Scientists uncover factors influencing waning immunity with Pfizer COVID-19 vaccine

pharmafile | November 22, 2021 | News story | Sales and Marketing  

Scientists have discovered multiple factors influencing declining immunity over time with the Pfizer COVID-19 vaccine, according to News Medical.

In recent months, an increasing volume of data has revealed that immunity against COVID-19 wanes six months after vaccination. Immunological studies have reported a steady decline of antibody levels among vaccinated individuals, and long-term follow-up of vaccine trial participants has revealed a growing risk of breakthrough infection. Most of these studies do not even account for the threat of the Delta variant, vaccines are not that effective at recognising and protecting against new variants.

The Japanese study is called, “Attenuation of antibody titers during three to six months after the second dose of the BNT162b2 vaccine depends on sex, with age and smoking as risk factors for lower antibody titers at six months”. It revealed that old age and smoking are among the risk factors associated with greater waning immunity following vaccination, and these had the lowest antibody titers.

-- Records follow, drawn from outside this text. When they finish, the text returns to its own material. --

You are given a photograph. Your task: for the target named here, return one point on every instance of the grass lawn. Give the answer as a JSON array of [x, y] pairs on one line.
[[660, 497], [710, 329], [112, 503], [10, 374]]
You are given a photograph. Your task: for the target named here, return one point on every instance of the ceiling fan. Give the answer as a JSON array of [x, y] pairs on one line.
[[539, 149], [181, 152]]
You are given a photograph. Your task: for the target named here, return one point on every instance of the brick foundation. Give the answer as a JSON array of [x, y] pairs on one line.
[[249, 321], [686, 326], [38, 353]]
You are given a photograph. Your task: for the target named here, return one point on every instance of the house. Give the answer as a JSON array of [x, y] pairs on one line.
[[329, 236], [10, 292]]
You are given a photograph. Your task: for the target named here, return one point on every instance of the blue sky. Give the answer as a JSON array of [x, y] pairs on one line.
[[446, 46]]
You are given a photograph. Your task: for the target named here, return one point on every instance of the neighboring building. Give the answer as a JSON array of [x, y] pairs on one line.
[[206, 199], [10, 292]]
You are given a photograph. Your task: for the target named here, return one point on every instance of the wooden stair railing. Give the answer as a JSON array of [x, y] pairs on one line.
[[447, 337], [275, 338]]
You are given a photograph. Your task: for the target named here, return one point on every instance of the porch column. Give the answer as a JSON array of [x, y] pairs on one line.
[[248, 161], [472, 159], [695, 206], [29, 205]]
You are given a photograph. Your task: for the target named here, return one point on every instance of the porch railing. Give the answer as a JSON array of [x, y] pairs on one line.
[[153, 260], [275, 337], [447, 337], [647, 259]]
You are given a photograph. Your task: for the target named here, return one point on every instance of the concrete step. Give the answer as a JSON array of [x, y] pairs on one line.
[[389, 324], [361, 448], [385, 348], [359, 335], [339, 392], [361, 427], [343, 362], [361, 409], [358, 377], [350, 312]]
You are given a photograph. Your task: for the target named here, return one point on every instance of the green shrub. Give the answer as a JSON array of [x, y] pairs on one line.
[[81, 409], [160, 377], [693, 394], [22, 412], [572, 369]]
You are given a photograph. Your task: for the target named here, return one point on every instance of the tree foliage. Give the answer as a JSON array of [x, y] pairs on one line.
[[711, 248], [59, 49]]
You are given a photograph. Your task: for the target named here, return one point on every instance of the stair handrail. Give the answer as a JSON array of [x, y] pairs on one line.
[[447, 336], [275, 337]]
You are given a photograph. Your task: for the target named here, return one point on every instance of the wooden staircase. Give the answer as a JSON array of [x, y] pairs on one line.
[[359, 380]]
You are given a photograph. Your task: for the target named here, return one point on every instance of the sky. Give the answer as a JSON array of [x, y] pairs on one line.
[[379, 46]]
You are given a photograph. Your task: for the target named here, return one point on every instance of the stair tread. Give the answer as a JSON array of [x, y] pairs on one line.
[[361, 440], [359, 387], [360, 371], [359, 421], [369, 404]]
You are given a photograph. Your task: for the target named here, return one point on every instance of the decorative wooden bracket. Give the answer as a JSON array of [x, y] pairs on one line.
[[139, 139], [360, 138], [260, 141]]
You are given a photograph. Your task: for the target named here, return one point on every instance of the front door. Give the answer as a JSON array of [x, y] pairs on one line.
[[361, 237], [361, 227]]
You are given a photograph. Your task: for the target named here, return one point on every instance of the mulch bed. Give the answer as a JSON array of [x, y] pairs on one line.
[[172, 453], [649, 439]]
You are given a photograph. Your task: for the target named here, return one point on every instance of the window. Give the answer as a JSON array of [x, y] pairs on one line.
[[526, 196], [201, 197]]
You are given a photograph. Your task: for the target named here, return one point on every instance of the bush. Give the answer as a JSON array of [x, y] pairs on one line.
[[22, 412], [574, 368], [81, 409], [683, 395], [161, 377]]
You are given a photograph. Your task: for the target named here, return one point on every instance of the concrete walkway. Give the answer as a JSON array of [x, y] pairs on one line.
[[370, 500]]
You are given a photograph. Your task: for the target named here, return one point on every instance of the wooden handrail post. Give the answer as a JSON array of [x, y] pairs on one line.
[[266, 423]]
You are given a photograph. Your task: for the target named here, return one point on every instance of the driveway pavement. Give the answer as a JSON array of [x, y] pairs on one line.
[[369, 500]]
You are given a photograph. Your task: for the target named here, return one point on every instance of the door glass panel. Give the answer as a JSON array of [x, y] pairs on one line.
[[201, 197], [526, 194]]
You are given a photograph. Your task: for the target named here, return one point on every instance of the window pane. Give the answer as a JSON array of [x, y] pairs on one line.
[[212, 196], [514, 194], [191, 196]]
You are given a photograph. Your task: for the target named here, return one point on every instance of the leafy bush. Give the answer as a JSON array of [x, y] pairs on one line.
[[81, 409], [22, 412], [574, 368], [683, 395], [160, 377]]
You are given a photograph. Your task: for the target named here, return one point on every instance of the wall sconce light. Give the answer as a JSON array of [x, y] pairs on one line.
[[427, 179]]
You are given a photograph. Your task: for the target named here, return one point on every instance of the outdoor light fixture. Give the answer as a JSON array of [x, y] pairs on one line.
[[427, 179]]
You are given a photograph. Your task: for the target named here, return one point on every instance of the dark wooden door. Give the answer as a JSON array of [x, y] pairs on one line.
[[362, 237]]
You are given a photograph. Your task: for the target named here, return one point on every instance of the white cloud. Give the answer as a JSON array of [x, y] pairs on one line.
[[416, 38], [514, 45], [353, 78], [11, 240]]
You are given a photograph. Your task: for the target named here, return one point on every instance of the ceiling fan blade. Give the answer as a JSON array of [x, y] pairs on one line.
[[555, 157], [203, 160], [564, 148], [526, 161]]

The study involved 365 vaccinated healthcare workers from a hospital in the Tochigi prefecture, including 250 women and 115 men. The median age was 44 years, and nurses and doctors made up 56.2% of the study population.

It was found that women were more likely than men to experience a rapid decline in antibody levels three to six months after receiving their Pfizer dose, and experienced a 6.5% faster rate of decline. The median rate of change in antibody titers was 31.6% in women, whilst men showed a -25.1% rate of change.

The US has recently authorised booster jabs for adults over the age of 18, and people over the age of 40 in the UK are now permitted to receive theirs. It is anticipated that these booster shots will make a difference in lowering the rate of COVID-19 infection in the long-term.